There might not be a bigger hockey fan in the NHL than Kane, so it was no surprise that the Blackhawks’ star forward was captivated by the entertaining and riveting gold-medal game.
“It was just fun to watch,” Kane said. “I went back home after [the Blackhawks-Senators] game, turned it on and I was watching it with my girlfriend and she’s like, ‘Do you have money on this game?’ I was pretty into the game, and kind of up and down with every play that was happening. I felt like a true fan. It was fun to watch.”
Defenseman Jan Rutta, who returned from injured reserve after missing seven games with an injury, had a goal and an assist Friday. Rutta played only two of the Hawks’ previous 15 games.
“As a player you always want to do your best,” Rutta said. “It’s tough to know why it’s not going as well as it was. Maybe after the season I can think about it a little bit more. I’m just really happy to be back in the lineup and be playing again.”
Like just about everybody else, Rutta is searching for consistency. He had two goals and four points and was a plus-7 in the Hawks’ first three games this season. He’s a minus-14 since then.

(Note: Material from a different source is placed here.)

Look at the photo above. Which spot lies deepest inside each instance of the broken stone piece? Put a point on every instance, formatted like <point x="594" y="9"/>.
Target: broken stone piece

“But there’s still some upside to his game,” coach Joel Quenneville said. “The way he began, he could be useful in a lot of ways.”
Monday’s trade deadline isn’t necessarily a distraction for players, but it can be an annoyance in this day and age.
“It almost gets worse every year with the social media,” defenseman Connor Murphy said. “I think the hardest thing are the rumors about players, things that can come from nothing. It’s a funny thing with Twitter — anyone can put something out there that can mean nothing.
“But it’s part of the business. I think everyone continues to play hard on the ice. And when it comes down to those last couple of days, you’re on the phone a little bit seeing if something happens. You try not to think about it.”